In accordo a questo approccio, l’edificazione di se stessi è una lotta interiore contro il nemico interno. In un ben conosciuto e illuminante hadith, leggiamo che una volta, a Medina, il Profeta Muhammad (S) vide un gruppo di suoi Compagni che ritornava da una battaglia vittoriosa. Il Santo Profeta disse:

«عَن موسیَ بنِ جَعفَر عَن أبَائِهِ (ع) قالَ قالَ أَمیرُالمُؤمِنینَ (ع) إِنَّ رَسُولَ اللهِ (ص) بَعَثَ سَرِیَّةً فَلَمَّا رَجَعُوا قَالَ مَرحَباً بِقَومٍ قَضَوُا الجِهَادُ الأَکبَرُ قَالَ جِهَادُ النَّفسِ»

Ben fatto! Benvenuti a coloro che hanno completato la lotta minore e verso cui incombe ancora la lotta maggiore.” Venne chiesto al Messaggero di Dio: “Qual è la grande lotta?” Egli rispose: “Il combattimento con sé stessi.” (2)

I Compagni avevano sconfitto i loro nemici in una difficile battaglia ed erano preparati ad offrire la cosa per loro più cara, la propria vita, per difendere l’Islam. Essi rimasero sorpresi e sbalorditi nel constatare che vi fosse qualcosa di più grande di ciò. Il Santo Profeta replicò: ‘Jihad al-nafs’. Che significa combattere contro sé stessi, lottare con il proprio stesso io.

In un ben conosciuto hadith Abu Dharr chiese al Profeta Muhammad (S): ‘Quale lotta è migliore?’ Il Santo Profeta (S) rispose:

«إنَّ یجاهد الرجل نفسه و هواه»

“La lotta contro sé stessi e la lussuria”. (3)

Il legame dell’edificazione di se stessi con la lotta interiore trova in realtà origine nello stesso Corano. Per esempio, il Corano dice:

«وَ مَن جاهَدَ فإِنّما یُجاهِدُ لَنَفسِهِ إِنَّ اللهَ لَغَنِیٍّ عَنِ العالَمین»

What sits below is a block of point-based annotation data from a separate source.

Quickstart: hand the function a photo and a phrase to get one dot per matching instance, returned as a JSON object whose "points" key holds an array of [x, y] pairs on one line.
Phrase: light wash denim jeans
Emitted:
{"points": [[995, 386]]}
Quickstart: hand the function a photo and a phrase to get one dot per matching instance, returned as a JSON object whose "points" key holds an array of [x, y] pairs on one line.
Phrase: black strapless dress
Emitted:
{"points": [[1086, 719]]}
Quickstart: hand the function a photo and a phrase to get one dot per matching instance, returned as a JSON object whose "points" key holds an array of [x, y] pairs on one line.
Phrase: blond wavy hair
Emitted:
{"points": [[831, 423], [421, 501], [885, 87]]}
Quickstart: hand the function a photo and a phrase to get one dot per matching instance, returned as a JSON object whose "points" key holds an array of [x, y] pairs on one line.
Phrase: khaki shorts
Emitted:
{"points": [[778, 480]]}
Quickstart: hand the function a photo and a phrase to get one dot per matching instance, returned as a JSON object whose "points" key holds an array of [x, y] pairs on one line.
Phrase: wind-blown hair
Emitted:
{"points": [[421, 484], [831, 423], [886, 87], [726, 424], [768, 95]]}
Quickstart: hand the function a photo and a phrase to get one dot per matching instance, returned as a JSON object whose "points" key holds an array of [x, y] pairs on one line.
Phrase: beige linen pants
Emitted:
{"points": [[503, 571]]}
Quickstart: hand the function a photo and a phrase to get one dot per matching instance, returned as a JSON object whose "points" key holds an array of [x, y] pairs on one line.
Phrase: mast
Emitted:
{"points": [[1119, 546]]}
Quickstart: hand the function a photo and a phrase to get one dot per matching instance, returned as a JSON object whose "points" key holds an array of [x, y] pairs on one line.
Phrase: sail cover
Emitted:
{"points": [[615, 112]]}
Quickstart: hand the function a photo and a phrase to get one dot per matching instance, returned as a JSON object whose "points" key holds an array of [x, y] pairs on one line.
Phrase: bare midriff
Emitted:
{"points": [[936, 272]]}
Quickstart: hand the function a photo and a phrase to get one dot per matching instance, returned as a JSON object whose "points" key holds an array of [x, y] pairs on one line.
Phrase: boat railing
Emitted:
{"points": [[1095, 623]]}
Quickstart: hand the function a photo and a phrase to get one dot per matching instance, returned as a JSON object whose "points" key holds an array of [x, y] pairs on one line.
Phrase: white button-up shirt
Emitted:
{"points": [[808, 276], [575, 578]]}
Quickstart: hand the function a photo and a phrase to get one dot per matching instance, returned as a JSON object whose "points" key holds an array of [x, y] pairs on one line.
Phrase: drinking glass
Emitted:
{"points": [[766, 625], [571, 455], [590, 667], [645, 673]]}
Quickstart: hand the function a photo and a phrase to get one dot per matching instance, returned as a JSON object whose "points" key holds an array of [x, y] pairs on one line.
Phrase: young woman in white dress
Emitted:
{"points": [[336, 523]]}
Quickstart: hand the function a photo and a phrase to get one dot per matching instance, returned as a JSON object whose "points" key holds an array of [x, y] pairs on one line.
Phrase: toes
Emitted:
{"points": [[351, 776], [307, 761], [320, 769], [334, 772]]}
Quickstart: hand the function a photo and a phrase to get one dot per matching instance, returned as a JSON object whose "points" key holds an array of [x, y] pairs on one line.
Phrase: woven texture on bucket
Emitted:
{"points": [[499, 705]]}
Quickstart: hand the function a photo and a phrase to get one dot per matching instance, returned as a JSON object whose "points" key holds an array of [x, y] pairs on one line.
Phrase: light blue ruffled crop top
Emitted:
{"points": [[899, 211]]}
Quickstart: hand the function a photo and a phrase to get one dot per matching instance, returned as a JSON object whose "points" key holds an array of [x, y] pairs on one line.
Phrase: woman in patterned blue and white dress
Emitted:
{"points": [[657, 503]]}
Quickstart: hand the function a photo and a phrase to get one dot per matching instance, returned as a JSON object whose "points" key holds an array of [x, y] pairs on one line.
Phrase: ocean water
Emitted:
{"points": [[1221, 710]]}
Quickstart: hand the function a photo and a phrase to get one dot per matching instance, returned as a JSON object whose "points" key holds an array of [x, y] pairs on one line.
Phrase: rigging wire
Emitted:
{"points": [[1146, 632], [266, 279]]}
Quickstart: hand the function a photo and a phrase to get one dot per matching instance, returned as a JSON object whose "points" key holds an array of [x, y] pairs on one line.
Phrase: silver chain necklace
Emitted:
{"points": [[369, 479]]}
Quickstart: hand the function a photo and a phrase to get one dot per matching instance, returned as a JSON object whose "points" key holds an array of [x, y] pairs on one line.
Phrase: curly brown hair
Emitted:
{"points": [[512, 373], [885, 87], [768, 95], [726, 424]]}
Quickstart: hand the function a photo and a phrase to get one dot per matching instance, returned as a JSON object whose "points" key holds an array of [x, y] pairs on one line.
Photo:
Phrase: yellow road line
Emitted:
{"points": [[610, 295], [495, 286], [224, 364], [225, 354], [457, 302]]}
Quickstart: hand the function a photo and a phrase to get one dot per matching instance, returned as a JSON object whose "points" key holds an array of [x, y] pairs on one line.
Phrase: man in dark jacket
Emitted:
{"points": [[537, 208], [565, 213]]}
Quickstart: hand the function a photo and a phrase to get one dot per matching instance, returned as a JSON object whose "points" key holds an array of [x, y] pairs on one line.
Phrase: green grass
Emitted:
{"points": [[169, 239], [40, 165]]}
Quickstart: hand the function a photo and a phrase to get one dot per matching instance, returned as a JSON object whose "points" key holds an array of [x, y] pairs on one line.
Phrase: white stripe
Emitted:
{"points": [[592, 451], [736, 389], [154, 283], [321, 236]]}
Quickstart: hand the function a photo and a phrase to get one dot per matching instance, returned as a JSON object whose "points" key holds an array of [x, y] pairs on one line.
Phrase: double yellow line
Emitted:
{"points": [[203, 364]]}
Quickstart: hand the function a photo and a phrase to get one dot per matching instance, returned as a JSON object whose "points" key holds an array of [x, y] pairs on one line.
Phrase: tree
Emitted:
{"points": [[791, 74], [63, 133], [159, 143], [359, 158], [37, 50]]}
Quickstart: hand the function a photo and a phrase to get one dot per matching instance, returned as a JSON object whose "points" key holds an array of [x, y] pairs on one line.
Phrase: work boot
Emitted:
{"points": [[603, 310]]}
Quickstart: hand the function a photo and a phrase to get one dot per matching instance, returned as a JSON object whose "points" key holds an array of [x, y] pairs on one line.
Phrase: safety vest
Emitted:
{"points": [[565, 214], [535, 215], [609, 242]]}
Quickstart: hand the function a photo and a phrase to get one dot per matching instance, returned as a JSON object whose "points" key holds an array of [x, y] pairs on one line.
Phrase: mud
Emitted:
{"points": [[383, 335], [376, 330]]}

“E chi lotta, è per se stesso che lotta. Ché in verità Iddio basta a Se stesso, non ha bisogno del creato.” (29:6)

In accordo a molti esegeti del Corano, questa lotta o battaglia (jihad) qui menzionata è un jihad spirituale. Vi sono due principali dimostrazioni che essi presentano per dimostrare ciò. In primo luogo, l’utilizzo del termine “se stesso” (li nafsihi): questo è significativo perché in una guerra il soldato combatte per una causa; per gli oppressi, per la dignità dell’Islam o per la sua nazione. Comunque questo versetto menziona la causa come “sé stessi”. In secondo luogo, prima di questo versetto Dio dice:

«مَن کانَ یَرجُوا لِقاءَ اللهِ فَإِنَّ أَجَلَ اللهِ لآتٍ وَ هُوَ السّمیعُ العَلیم»

“Chi spera di incontrare Iddio [sappia che] in verità, il termine di Dio si avvicina. Egli è Colui che tutto ascolta e conosce.” (29: 5)

Anche questo concetto di “incontro con Dio” [liqa’ Allah] è spirituale ed è quindi in armonia con il versetto seguente, poiché il 29: 6 riguarda il jihad con sé stessi, ed anche questo è un concetto spirituale. Certamente ciò non sottintende che questo versetto escluda il jihad militante, ma che includa anche quello spirituale.

Anche i seguenti versetti si riferiscono al jihad spirituale, sebbene possano includere il jihad militante, giacché anche il jihad militante necessità della purità di intenzioni e dell’anima:

«…وَجَاهِدُوا فِي اللَّهِ حَقَّ جِهَادِهِ»

“Lottate per Iddio come Egli ha diritto [che si lotti].” (22:78)

«وَالَّذِينَ جَاهَدُوا فِينَا لَنَهْدِيَنَّهُمْ سُبُلَنَا وَإِنَّ اللَّهَ لَمَعَ الْمُحْسِنِينَ»

“Quanto a coloro che fanno uno sforzo per Noi, li guideremo sulle Nostre vie.” (29:69)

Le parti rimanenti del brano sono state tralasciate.